In auto racing the drivers attempt to make the curves into as straight of lines as possible. Generally going into the curve high, kissing the apex and coming out high. This helps them to carry as much speed as possible through the curve. And for anyone who ran shorter distances in track, namely the 200 and 400, the reason that the start is staggered is to normalize the distance between the lanes. If they all started in a straight line the inside lane would go a shorter distance than the outside.
So, with that knowledge I veered away from the pack and headed for the apex to run the tangent. I got a ton of strange looks from all the people hugging the left curb like it was a cliff and it got me thinking.
Has it just been so ingrained in them from their training runs to stay to the left that they don’t think about it. Or is it that one of the first runners through stayed left and everyone else is just following the person in front of them even though the better path is right there. I think that far too often we get stuck in the way we have always done things or following the person in front of us for fear of going the wrong way.
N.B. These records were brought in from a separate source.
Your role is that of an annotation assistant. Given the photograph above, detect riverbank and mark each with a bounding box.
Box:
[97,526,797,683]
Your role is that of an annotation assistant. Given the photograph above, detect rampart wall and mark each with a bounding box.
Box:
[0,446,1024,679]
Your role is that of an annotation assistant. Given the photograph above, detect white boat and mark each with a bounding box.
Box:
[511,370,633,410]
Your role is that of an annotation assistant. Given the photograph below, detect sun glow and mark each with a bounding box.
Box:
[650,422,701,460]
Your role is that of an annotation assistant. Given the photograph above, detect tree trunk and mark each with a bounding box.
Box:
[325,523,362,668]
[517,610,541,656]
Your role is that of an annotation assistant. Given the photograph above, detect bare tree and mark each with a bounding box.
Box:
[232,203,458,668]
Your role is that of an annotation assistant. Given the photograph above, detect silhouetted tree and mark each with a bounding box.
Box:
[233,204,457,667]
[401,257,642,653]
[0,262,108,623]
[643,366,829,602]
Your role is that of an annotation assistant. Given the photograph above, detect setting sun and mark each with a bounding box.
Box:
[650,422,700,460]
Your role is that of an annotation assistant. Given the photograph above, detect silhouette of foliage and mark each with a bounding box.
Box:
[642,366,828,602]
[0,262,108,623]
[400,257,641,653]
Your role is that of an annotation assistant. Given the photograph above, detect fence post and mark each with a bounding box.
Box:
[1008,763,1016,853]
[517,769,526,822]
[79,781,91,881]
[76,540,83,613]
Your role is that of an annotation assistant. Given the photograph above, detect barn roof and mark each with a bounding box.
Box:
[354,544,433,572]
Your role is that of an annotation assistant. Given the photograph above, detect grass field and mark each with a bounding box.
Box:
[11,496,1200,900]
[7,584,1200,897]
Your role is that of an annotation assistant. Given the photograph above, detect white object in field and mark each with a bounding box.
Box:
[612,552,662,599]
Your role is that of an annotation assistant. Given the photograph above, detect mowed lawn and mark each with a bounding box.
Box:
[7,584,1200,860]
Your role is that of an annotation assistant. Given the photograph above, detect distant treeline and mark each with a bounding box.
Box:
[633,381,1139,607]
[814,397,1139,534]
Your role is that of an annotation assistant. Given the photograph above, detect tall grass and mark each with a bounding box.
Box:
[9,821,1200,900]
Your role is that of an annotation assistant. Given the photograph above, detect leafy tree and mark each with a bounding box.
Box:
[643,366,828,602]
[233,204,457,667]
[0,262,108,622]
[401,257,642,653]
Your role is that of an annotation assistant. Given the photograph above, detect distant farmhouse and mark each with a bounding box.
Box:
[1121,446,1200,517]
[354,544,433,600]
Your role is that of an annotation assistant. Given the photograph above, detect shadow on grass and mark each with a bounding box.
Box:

This is not an issue I’ve had and yes it has gotten me in trouble a few times. I once turned a 10K into a 13 mile run because I thought I knew where I was going. I took 40 people with me by the way. But generally, it has served me well. Leading me to new places and meeting interesting people who seem to be as crazy or crazier than I am. If I had followed the safe path I probably wouldn’t have started running at all.
So, If you remember nothing else from these posts remember: Run the Tangents!